LOVE
Chapter Nine - Love Gets a Job
Section 9 of 12
CHAPTER NINE
Love Gets a Job
LOVE USED TO be wild. Messy. Risky.
Then it got roles. Then it got rules.
But in the modern era, it got something else entirely: a job.
Now love had responsibilities.
A schedule.
An expected return on investment.
Suddenly, it wasn’t just about feelings.
It was about doing it right.
Modern life built a roadmap:
Graduate. Get a job.
Find someone. Move in.
Get married. Buy a house.
Have kids. Stay together.
Retire. Die.
Love became a checkpoint.
A sign that you were moving forward.
Doing adulthood “correctly.”
It didn’t matter how real the connection was, what mattered was having it in place.
Marriage became a professional institution.
Joint bank accounts. Legal benefits. Tax brackets.
Life insurance. Wills. Mortgages. Child custody.
This wasn’t emotion, it was infrastructure.
People started to “marry smart.”
“Date to marry.”
Make lists. Set goals. Find “the right one,” like you were hiring a CFO for your heart.
And if the love faded?
You were told to fix it. Work on it. Put in the effort.

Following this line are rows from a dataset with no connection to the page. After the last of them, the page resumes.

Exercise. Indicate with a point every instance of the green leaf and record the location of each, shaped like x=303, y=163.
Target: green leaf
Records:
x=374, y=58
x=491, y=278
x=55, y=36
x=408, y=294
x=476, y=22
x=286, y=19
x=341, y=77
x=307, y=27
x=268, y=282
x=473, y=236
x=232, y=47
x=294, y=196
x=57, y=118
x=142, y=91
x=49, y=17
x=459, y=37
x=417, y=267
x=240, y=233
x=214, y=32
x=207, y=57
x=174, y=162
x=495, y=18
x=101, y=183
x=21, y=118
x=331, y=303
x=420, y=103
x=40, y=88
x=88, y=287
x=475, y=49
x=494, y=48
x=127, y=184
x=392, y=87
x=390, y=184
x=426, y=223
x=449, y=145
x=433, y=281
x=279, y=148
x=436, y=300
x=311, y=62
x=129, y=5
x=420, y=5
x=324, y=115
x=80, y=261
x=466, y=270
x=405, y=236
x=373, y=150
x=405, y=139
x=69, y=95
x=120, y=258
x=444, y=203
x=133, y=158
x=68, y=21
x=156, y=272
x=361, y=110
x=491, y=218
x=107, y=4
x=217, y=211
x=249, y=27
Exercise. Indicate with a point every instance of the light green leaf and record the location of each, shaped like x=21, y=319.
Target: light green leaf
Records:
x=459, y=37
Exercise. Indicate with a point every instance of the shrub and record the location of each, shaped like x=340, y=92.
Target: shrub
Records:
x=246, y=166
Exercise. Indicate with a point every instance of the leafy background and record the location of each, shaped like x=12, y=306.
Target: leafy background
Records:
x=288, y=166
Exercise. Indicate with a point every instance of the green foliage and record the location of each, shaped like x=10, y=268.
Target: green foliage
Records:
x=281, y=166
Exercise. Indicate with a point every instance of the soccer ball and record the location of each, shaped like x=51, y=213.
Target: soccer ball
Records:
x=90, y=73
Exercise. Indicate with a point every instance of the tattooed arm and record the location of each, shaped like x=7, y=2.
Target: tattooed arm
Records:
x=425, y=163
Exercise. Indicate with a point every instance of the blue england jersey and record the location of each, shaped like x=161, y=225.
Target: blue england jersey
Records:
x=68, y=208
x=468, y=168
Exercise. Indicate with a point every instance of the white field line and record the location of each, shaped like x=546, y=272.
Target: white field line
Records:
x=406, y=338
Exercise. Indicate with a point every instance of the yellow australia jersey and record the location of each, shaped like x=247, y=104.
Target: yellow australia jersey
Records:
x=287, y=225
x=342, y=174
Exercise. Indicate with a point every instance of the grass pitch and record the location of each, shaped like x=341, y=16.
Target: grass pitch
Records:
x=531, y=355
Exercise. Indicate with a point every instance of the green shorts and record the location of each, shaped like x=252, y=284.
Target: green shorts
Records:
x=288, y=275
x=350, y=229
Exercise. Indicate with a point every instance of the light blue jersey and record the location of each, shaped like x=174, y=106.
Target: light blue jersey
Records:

Like it was your job to keep the business from failing.
As the stakes grew, so did the market.
Dating apps. Wedding planners. Couples therapy.
Self-help books. Coaching. Podcasts. Courses.
Love became a sector, something you could spend on, optimize, and scale.
Swipe culture gamified desire.
Online bios turned intimacy into branding.
Algorithms replaced chance.
Romance wasn’t spontaneous anymore, it was curated.
Marriage, for many, became unaffordable.
Weddings cost more than years of rent.
Raising a child became a six-figure commitment.
Divorce could bankrupt you.
Love wasn’t just emotional risk anymore.
It was economic exposure.
So people waited. Delayed. Gave up.
Or settled into a version that looked stable, even if it didn’t feel right.
Worst of all, we started to believe that our value as humans was tied to whether we were “successful” in love.
Being single meant failure.
Breakups meant weakness.
Divorce meant defect.
Love wasn’t just something to want. It was something to achieve.